とても素敵な家具だから、しばらくはクレマチス店内で、食器やフィギュアやランプを飾って楽しみたいと思っていました。

「私、わかりますか?」とおっしゃったお客様の笑顔にマスクのお顔ではじめはわからなかったのですが、「あ、やっぱりあの方だった。」と思いながら
「はい、以前象嵌のキャビネットを買って頂いたんですよね。」と、私。
ピアノ教授をされていると伺っていました。以前お買い上げいただいた家具に施された象嵌のデザインが
「音符が並んでいるように見えるので気に入りました。」
「私、ピアノを教えているんです。」
と、そんなお話を伺っていました。
それにしても、今回のこの家具さんを一瞬で買って下さった軽やかさには驚きました。
「久しぶりにときめいた家具です。」
「葉書を見て、一目惚れしました。」
と、配送のご相談のメールで、教えて下さいました。
そうなんですね!と一人ホクホクしながらうなずく私です。
「人と人は出会い」ですが、「モノと人も出会い」です。いい出会いが私たちを育ててくれます。

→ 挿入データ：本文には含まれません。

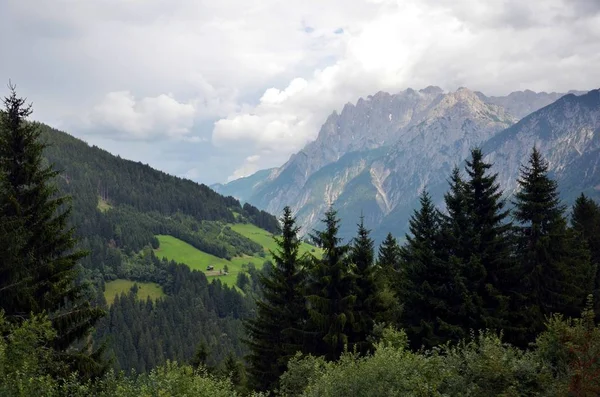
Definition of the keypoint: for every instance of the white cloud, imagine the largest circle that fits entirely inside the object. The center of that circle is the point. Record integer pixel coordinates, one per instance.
(249, 167)
(148, 118)
(267, 73)
(495, 48)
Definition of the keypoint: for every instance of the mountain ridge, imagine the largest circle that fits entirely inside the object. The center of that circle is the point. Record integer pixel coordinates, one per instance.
(381, 171)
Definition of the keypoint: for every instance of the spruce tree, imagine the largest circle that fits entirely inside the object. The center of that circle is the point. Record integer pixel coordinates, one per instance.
(430, 296)
(369, 306)
(457, 253)
(554, 268)
(489, 245)
(278, 331)
(331, 287)
(585, 220)
(43, 278)
(388, 258)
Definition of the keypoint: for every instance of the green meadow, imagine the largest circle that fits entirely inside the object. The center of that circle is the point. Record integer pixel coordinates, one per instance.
(265, 238)
(121, 286)
(182, 252)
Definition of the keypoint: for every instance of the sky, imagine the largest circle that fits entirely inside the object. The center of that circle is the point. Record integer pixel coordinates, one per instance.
(216, 90)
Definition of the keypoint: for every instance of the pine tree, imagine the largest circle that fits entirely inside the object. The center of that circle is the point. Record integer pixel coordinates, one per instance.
(277, 332)
(369, 306)
(490, 245)
(431, 299)
(331, 285)
(457, 253)
(554, 268)
(586, 221)
(46, 280)
(388, 258)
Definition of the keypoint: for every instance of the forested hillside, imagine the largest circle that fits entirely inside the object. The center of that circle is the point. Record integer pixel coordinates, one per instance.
(481, 299)
(119, 207)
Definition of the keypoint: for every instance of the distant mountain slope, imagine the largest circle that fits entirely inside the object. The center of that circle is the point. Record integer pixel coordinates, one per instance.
(376, 156)
(90, 173)
(120, 208)
(567, 132)
(521, 103)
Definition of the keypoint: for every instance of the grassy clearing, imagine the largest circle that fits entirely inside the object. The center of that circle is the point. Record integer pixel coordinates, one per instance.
(182, 252)
(120, 286)
(103, 205)
(265, 238)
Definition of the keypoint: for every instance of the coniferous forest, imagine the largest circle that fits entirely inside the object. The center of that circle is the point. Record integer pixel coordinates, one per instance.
(488, 295)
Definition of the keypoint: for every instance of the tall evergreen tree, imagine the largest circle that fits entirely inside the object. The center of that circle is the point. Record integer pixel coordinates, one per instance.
(554, 268)
(331, 287)
(388, 257)
(585, 221)
(490, 245)
(369, 306)
(430, 294)
(43, 278)
(277, 332)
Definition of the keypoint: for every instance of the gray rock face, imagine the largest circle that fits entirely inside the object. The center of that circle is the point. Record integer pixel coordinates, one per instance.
(567, 133)
(375, 157)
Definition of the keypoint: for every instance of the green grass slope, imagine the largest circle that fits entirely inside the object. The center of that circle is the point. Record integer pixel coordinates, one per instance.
(182, 252)
(121, 286)
(265, 238)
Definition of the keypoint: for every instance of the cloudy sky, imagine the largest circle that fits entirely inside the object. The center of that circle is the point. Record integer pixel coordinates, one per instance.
(216, 89)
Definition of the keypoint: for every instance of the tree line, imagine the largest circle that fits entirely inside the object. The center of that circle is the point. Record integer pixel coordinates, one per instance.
(475, 265)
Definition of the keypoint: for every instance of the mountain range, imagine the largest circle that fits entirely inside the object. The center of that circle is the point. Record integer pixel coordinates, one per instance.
(376, 156)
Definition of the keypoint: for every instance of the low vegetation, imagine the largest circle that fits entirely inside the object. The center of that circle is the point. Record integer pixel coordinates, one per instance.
(144, 290)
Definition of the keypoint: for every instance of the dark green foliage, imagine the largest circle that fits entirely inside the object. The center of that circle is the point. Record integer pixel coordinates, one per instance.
(145, 334)
(585, 220)
(45, 280)
(489, 246)
(262, 219)
(277, 332)
(331, 292)
(554, 269)
(368, 307)
(388, 258)
(429, 292)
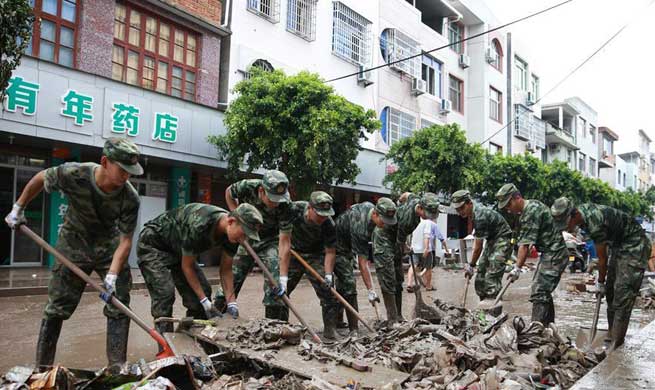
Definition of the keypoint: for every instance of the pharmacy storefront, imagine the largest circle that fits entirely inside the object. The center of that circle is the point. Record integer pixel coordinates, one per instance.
(54, 114)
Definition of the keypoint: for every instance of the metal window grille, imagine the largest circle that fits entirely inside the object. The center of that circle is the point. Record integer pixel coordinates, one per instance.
(401, 125)
(399, 46)
(351, 32)
(267, 9)
(301, 18)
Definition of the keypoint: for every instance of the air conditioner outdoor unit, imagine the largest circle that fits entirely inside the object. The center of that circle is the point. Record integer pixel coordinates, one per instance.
(364, 77)
(464, 61)
(446, 106)
(419, 87)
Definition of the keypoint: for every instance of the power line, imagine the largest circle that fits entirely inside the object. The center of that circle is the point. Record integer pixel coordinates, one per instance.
(454, 43)
(568, 75)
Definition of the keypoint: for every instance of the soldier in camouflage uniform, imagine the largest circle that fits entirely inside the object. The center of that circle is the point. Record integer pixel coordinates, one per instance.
(617, 232)
(315, 239)
(170, 244)
(536, 227)
(270, 196)
(354, 230)
(96, 236)
(490, 225)
(388, 248)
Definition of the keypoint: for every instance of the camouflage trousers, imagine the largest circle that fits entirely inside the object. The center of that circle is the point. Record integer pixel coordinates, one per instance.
(162, 272)
(624, 275)
(387, 257)
(549, 271)
(296, 271)
(491, 268)
(65, 288)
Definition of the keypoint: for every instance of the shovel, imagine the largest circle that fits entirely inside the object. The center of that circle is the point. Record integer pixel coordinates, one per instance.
(165, 347)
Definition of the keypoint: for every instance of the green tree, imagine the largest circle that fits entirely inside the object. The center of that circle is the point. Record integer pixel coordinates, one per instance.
(435, 158)
(16, 18)
(296, 124)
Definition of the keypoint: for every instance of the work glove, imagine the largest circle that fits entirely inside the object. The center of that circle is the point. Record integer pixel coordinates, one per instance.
(373, 297)
(233, 309)
(600, 288)
(468, 271)
(210, 310)
(16, 217)
(514, 274)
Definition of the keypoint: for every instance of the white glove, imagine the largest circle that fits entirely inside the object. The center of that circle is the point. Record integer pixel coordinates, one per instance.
(16, 217)
(110, 282)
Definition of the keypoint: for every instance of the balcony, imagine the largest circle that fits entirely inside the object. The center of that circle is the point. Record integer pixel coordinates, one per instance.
(555, 135)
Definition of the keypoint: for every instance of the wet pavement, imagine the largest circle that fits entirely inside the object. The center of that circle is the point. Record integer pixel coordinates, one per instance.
(82, 342)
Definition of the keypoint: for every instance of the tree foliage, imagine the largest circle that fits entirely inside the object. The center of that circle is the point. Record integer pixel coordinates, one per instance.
(16, 18)
(436, 159)
(296, 124)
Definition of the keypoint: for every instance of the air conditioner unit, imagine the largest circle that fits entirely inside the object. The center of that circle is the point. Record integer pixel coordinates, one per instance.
(464, 61)
(364, 77)
(446, 106)
(419, 87)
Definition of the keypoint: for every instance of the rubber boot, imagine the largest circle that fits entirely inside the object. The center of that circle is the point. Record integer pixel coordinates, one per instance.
(390, 306)
(618, 331)
(118, 330)
(46, 347)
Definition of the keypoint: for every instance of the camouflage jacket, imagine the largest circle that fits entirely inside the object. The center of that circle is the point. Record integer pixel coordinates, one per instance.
(605, 224)
(189, 230)
(92, 213)
(308, 237)
(275, 220)
(354, 229)
(489, 224)
(536, 227)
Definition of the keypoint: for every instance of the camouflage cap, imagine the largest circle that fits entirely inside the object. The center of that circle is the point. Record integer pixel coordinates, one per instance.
(504, 194)
(458, 198)
(124, 153)
(276, 185)
(321, 201)
(250, 219)
(386, 209)
(430, 203)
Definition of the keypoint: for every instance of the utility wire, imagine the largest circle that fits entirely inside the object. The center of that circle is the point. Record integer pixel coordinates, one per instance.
(454, 43)
(568, 75)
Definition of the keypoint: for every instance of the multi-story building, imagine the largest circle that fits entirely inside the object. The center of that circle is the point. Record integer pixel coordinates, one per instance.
(142, 69)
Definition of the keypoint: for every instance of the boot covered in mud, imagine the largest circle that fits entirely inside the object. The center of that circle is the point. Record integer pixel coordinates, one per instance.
(390, 306)
(46, 347)
(118, 330)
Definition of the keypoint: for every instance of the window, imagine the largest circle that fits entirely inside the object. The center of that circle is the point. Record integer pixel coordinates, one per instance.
(350, 35)
(497, 52)
(152, 53)
(521, 69)
(431, 74)
(456, 34)
(396, 45)
(456, 93)
(55, 25)
(495, 104)
(267, 9)
(301, 18)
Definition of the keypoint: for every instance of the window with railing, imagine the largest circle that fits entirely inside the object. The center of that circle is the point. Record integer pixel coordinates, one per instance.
(54, 31)
(351, 35)
(267, 9)
(153, 53)
(301, 18)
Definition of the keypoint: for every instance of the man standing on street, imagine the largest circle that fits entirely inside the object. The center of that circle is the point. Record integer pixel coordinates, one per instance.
(615, 232)
(490, 225)
(315, 240)
(536, 227)
(270, 195)
(96, 236)
(168, 249)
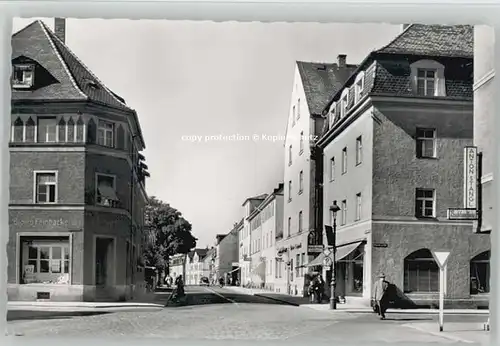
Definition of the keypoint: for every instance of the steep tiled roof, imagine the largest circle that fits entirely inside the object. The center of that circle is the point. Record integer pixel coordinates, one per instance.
(74, 81)
(320, 81)
(434, 40)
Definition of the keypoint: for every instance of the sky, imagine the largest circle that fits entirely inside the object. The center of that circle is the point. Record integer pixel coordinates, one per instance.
(187, 78)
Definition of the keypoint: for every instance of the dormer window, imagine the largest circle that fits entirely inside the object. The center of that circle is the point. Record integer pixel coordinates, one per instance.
(344, 103)
(23, 76)
(331, 114)
(358, 87)
(428, 78)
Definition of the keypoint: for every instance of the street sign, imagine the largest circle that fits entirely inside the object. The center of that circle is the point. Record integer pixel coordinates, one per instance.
(441, 257)
(462, 214)
(470, 177)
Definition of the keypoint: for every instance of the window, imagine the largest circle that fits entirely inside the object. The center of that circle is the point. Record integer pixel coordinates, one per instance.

そして、その出会いは、「この出会いは大切にしよう」とゆっくりと胸に響いてくるものもあれば、このお客様がおっしゃる「一目惚れ」のように一瞬で虜になってしまう電撃的なものもあるのです。
大きな物、(そう、家や車や家具)でも、小さなもの(毎日使うカップやお茶碗お箸、あるいは手帳やペン)でも、私たちはいつも物を選び取って暮らしています。それは生き方を選んでいるということでもあると思うんです。
「なんでもいい」というのは、「モノを選び取っていない」という事。それは自分の暮らしを大切にしないことになると思います。
でも、迷い過ぎて選べない時も多いですよね。色々な場面で。私もたまにあります。
このお客様のようにいつも感性を磨き、自分の「好き」という感覚の根拠をわかって納得していれば、いつ「モノとのいい出会い」があってもすぐに反応できますよね。しかも落ち着いて。「後悔しないかしら」なんて思わないで。
明日嫁いで行く家具さんを磨きながらそんなことを思いました。「素敵な時間を紡いでいって下さいね。」と願いながら。